The State, knocked down in the early rounds of Aragalaya, is back,

sparring and dodging and delivering upper cuts again as if nothing

 

has happened, as if the struggle is a distant memory. So here come

the secret services in plain clothes knocking on doors of the tuk tuk

 

driver who had a moment of delirious pleasure sitting in the former

president’s armchair. And here is the Criminal Investigation Department

 

taking away the man who counted millions of rupees in a presidential

suitcase before delivering it to the police for safekeeping.
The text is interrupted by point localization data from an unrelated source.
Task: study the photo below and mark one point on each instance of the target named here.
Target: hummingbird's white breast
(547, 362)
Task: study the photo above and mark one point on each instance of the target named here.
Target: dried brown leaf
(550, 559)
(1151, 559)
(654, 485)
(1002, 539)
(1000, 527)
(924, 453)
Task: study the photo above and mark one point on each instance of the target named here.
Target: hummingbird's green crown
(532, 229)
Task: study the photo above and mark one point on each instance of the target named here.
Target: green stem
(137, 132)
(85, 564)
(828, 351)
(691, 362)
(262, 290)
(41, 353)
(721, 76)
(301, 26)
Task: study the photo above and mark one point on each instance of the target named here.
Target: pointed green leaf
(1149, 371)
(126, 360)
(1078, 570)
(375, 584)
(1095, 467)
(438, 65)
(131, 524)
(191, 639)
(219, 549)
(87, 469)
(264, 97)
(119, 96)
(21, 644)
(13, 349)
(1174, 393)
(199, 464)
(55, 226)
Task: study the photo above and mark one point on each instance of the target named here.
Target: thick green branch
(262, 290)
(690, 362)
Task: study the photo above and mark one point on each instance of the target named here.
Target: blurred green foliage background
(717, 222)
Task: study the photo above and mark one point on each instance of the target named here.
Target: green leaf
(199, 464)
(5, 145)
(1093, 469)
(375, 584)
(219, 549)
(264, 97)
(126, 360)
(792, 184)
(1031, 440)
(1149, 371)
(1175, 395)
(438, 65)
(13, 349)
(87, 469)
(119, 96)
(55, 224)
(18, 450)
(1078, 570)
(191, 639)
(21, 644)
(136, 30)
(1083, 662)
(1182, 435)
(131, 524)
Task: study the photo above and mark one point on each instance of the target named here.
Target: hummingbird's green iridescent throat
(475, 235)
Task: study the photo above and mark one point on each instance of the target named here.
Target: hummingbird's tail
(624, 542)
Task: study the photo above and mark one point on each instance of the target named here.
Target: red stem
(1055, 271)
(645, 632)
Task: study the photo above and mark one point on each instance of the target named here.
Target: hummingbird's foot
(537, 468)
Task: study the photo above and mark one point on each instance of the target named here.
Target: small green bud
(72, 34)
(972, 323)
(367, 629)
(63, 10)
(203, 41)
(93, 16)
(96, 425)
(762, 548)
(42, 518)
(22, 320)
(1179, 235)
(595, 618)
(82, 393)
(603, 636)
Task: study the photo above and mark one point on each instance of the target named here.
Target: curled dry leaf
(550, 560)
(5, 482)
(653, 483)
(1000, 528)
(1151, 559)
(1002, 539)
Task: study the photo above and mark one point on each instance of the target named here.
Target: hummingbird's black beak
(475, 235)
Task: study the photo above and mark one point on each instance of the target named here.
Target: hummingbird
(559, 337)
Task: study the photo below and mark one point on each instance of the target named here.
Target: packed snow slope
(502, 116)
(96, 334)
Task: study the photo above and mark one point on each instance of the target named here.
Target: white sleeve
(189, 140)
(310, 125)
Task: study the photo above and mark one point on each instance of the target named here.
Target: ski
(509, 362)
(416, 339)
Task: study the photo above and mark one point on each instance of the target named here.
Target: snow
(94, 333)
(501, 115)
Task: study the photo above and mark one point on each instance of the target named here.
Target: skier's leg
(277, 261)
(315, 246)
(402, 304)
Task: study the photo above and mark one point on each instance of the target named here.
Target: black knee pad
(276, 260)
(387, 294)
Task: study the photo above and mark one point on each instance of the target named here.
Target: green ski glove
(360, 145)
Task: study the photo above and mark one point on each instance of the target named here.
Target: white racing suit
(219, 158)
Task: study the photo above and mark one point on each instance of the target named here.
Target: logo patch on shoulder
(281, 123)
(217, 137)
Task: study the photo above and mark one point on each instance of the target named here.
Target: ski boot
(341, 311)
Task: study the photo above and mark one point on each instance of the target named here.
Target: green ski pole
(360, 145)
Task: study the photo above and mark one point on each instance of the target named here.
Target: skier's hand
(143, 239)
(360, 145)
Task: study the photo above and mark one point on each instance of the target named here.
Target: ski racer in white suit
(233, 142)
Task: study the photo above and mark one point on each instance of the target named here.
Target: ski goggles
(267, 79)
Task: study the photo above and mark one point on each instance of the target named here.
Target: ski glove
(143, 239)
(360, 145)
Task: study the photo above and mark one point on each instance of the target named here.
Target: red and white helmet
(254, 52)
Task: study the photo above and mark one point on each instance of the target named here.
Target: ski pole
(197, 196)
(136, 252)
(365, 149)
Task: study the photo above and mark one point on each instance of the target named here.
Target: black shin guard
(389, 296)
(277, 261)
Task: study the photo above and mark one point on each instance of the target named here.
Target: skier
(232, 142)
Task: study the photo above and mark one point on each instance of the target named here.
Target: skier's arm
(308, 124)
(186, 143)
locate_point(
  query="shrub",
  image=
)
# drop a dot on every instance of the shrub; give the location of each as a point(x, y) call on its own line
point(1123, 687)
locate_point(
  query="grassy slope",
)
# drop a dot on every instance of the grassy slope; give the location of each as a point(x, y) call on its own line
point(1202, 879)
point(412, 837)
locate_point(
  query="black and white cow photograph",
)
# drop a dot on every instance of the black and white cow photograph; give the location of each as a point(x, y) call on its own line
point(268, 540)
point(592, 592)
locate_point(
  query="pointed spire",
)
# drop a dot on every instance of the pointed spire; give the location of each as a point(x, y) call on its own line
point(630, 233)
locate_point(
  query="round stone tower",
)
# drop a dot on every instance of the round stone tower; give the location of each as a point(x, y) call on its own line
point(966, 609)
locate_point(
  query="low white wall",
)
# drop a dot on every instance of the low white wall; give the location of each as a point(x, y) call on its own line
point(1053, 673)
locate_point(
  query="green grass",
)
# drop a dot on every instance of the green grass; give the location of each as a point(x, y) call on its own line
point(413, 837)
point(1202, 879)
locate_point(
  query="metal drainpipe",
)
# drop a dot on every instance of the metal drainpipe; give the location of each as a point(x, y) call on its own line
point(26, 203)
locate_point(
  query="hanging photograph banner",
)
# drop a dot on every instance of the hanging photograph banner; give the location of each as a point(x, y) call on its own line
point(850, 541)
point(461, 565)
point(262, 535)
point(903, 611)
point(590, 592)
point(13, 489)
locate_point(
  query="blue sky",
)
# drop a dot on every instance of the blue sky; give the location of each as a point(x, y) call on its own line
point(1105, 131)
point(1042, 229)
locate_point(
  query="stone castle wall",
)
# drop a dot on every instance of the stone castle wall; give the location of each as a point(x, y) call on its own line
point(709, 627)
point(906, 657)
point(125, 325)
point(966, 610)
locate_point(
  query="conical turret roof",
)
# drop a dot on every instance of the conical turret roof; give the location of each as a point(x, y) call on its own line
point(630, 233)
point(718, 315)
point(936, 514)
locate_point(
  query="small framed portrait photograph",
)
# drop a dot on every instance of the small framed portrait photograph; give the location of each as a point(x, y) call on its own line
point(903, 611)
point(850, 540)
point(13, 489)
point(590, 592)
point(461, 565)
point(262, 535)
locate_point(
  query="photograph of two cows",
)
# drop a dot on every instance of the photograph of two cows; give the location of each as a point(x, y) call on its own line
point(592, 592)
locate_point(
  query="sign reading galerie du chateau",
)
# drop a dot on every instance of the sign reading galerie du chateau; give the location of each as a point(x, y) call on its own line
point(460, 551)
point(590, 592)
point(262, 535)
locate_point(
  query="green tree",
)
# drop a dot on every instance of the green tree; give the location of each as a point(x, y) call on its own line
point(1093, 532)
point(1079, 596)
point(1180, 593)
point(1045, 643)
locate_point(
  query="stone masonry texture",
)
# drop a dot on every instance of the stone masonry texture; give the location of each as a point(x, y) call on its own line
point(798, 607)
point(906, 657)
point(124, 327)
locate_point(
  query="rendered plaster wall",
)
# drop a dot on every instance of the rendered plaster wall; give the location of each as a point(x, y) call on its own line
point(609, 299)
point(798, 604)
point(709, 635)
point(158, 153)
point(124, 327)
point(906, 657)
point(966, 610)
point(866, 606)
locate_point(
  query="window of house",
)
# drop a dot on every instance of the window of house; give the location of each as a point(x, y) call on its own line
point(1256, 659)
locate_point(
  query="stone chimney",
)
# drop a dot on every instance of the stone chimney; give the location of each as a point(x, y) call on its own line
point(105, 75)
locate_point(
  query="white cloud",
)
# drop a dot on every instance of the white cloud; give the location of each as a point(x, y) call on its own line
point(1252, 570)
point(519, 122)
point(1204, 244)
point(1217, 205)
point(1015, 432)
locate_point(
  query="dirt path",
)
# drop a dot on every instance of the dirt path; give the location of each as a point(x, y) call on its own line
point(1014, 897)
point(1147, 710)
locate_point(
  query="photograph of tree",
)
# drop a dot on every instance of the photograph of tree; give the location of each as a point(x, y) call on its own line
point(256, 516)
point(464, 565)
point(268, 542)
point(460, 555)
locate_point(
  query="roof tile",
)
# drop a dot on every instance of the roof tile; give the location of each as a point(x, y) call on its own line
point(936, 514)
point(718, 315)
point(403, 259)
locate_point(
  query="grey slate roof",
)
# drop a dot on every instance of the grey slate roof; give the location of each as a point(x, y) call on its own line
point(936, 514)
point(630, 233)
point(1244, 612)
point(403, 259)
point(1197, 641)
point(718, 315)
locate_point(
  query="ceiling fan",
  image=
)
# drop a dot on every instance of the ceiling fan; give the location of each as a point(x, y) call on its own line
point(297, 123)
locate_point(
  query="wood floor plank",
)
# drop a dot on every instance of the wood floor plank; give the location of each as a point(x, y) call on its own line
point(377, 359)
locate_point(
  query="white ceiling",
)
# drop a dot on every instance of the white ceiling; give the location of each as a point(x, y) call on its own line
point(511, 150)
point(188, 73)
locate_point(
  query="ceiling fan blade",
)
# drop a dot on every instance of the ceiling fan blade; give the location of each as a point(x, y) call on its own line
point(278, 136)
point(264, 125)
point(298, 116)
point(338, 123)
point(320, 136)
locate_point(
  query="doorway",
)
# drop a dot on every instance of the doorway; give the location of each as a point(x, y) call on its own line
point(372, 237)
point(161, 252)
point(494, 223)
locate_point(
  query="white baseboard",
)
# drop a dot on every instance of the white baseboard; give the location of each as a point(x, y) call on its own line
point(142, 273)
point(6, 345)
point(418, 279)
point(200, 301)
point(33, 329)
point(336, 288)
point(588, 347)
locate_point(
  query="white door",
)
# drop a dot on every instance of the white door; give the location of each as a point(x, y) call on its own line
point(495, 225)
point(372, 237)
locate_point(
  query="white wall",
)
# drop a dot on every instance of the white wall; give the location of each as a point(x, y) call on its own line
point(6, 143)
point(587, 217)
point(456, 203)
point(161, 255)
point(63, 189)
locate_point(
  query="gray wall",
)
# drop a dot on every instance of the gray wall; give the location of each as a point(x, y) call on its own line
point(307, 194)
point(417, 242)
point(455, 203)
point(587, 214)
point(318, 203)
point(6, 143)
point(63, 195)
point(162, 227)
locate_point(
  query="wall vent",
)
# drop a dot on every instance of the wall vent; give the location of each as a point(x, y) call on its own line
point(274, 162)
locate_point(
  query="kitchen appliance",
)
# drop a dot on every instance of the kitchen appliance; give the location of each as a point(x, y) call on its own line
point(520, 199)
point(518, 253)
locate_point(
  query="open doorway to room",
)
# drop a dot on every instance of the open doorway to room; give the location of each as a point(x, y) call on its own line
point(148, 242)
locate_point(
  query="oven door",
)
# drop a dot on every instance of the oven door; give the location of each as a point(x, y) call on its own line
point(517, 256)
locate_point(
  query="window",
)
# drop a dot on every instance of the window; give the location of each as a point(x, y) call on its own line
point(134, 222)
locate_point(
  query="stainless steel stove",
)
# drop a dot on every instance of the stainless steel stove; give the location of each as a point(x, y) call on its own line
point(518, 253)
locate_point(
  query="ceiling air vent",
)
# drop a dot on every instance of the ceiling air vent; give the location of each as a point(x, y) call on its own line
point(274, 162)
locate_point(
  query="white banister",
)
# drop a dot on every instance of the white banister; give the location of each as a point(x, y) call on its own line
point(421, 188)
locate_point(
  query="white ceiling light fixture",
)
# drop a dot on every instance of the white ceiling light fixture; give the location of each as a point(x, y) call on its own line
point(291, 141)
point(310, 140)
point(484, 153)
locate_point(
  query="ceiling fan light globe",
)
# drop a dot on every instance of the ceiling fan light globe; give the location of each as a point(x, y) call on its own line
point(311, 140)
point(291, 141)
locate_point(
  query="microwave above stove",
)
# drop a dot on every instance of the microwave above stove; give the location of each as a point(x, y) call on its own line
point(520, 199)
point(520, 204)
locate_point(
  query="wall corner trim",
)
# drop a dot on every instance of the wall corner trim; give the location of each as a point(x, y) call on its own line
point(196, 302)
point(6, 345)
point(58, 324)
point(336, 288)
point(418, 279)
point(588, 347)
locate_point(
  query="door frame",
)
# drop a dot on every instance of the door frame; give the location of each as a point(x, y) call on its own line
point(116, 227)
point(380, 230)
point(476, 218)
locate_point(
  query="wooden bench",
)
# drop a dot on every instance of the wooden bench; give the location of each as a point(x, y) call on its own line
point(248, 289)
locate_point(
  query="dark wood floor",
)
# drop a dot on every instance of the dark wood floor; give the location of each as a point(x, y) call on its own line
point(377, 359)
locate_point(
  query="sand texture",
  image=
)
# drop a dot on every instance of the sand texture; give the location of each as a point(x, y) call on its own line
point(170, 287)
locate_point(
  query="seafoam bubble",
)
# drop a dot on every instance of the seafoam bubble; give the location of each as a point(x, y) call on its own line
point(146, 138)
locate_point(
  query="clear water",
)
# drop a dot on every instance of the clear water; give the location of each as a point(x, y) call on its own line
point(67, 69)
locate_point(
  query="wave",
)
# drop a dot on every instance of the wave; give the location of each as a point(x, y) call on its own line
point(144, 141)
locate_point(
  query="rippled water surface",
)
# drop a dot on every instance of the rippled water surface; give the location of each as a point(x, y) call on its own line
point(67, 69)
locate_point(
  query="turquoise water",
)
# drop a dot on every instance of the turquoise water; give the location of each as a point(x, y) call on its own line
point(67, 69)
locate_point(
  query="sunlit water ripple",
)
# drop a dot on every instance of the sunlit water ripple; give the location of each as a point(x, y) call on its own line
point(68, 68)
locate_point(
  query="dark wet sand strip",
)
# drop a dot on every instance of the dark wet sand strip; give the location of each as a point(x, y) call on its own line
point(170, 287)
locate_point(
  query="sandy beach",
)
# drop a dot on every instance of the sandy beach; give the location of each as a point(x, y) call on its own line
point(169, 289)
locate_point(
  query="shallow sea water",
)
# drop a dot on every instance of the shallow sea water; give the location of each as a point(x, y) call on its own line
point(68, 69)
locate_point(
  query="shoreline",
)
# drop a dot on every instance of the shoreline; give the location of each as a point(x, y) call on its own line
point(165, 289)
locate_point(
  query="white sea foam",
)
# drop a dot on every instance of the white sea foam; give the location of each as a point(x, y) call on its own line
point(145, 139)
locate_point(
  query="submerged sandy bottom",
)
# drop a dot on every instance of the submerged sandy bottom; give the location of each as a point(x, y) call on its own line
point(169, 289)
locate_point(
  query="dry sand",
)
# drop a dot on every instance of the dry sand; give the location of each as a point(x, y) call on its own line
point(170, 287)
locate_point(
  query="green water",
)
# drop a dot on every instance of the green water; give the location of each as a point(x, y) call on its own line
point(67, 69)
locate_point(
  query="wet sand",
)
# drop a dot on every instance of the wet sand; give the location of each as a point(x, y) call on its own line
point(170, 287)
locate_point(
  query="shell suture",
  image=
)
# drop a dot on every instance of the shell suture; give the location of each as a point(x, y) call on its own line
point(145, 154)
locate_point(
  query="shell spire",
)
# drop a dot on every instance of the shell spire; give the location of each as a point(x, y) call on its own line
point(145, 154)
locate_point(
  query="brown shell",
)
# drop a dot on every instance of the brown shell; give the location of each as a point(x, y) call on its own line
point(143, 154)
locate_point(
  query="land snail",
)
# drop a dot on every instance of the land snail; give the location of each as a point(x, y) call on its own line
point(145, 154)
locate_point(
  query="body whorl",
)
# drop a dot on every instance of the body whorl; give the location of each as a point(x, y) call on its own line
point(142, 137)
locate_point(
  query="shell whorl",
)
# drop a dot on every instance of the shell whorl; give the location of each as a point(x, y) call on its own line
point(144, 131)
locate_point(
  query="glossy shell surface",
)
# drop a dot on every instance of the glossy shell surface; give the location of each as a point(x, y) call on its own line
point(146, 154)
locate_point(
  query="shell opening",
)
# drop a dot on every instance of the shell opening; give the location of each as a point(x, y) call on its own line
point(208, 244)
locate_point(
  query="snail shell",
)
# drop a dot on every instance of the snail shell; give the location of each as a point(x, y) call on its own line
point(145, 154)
Now, that man

 

is marked, charged, taught a lesson. And so it goes. Then further up

the protest chain, the secretary general of the teachers union, he too,

 

captured in the dragnet for having called for a protest on a day when

protests were not allowed. And so throughout the island people are going

 

to bed afraid and angry that they might get visited for their bold

entrances into the presidential quarters, the Family secretariat,

 

the Rajapaksa Temple Trees, and any other monument to the pre-

Aragalaya, business as usual, I take my ten percent. The inventor

 

of the phrase, by the way, is still too on the island creating a brief

lift in the hope quotient that the striking back of the Empire is not

 

complete, that Aragalaya Force will resist, that we will not forget,

not only recent events, but 1958 and 1983 and 2019 and all other

 

sad years of our democratic breakdown, our arriving at the gates

of hell, without food or petrol or medicine but the miracle

 

on the Green, not only the Pope speaking there in 2015

but now, the tent city, the light in the darkness,

 

the Aragalaya Residences, made by the people,

with the people, and for the future of the people.